A big part of the Community of Practice conversation hovered indirectly around the question of how we keep power generative in networks. This is some of what was offered.
- Name it (power), up front, and in its different dimensions.
- Be aware of who is in the core and the periphery of the network (practically and values-wise).
- Continuously cultivate transparency and trust.
- Be wary of trying to embrace “structurelessness,” which can simply privilege the privileged in unacknowledged ways.
- Avoid force-fitting and trying to merge everything and everyone into one (as Mary Parker Follett once wrote, “Unity, not uniformity, must be our aim. We attain unity only through variety. Differences must be integrated, not annihilated, not absorbed.”
- Understand the difference between diversity, inclusion, and equity (see page 2 of this D5 Coalition report for some helpful distinctions).
- Understand that talking about “the grasstops”, “the grassroots” and “the community” is not always helpful. Sometimes this can mask more nuanced dynamics or be code for talking about things like race and class. Break it down.
- Connect, connect, connect.
What else? Help us to continue the conversation . . .
3 Comments
So important. Another aspect of power is influence, and it is the form of power that is most salient in networks. I have seen people of good will try to make things more equal by developing structures that can constrain the power of influencers, and they inadvertently stifle an essential currency in a network.

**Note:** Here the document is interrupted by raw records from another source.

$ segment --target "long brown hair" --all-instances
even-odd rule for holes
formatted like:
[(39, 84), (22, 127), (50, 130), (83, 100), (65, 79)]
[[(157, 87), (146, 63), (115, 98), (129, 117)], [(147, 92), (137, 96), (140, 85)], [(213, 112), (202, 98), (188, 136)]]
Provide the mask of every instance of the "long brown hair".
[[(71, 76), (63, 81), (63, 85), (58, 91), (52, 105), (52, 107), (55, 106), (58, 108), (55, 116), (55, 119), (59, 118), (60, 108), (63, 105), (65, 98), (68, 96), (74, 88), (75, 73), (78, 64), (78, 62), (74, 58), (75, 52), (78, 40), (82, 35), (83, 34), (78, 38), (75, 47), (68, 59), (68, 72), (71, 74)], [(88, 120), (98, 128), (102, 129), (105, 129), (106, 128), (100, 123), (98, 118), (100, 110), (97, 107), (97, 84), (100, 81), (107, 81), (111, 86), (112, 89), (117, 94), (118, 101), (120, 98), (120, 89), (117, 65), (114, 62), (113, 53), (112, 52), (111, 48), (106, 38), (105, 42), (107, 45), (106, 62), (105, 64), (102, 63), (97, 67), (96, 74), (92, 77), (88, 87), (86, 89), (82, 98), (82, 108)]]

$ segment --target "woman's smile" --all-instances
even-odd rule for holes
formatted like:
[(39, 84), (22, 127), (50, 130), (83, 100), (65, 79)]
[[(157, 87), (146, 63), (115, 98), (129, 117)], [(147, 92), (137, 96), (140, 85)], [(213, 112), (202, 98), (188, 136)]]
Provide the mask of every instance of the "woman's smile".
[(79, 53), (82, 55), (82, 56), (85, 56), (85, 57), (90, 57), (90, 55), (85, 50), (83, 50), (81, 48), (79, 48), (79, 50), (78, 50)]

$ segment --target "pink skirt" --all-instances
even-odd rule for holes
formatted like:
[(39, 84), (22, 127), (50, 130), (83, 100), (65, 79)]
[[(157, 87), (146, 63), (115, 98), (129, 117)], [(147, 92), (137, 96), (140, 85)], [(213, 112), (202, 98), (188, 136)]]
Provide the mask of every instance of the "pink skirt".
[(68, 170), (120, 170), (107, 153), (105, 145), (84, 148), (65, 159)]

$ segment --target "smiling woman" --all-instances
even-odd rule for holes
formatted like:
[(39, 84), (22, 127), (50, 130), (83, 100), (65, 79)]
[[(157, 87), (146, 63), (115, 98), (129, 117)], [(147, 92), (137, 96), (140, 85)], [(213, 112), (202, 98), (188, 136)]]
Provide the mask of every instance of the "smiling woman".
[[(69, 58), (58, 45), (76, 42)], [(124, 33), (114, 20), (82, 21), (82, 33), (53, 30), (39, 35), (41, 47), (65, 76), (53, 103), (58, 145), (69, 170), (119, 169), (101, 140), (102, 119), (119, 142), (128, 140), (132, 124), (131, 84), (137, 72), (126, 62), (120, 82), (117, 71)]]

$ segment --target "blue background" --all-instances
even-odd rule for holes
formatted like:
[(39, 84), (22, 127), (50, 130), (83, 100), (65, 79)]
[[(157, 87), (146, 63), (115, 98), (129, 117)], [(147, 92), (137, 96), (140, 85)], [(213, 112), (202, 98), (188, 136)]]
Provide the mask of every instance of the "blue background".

Networks concerned with justice need to have enough of an analysis of structural oppression and cultural conditioning to actively bring in those individiduals that tend to be excluded, but this bringing in is more than having them show up to a meeting, it is about building strong enough relationships that you are actually influenced by those who had been previously excluded.
Great points, Gibran. What I hear in your second paragraph is that we need to move beyond inclusion to creating equitable opportunities to shape shared destiny.
This is very interesting, this thinking about generative
power. Also, the reference to Mary Parker Follett is unexpected and very much in
place. What I miss however is the model of generative power. Follett was quite
near to that, but could not finish the job about calculating the effects of
interaction. We are still in need for a new calculus, to calculate the effects
of interaction being potential nonlinear effects. With this calculus we may
dis-cover the “full generative power of interaction” (Bruner, 1996). The model
of interaction we need is a model with relationships as generative
relationships. It is the interdependent relationship between the quality of
interaction and the quality of relationships involved that may become the
engine for the generative power of interaction. To understand the potential
nonlinear effects, we need to understand the complexity of the generative
mechanisms involved. The unit to study is the cyclical-helical unity of
interaction within reciprocal relationships. The model of this complex unit may
account for the generativity of the human beings involved in the interaction, to
be understood as the potential nonlinear way of being: of being generative
(Senge, 1990). In June, I will present my new model of interaction with
unexpected nonlinear effects at a conference in Uppsala, at the 41-st World
Congress of the International Institute of Sociology (10-11 of June).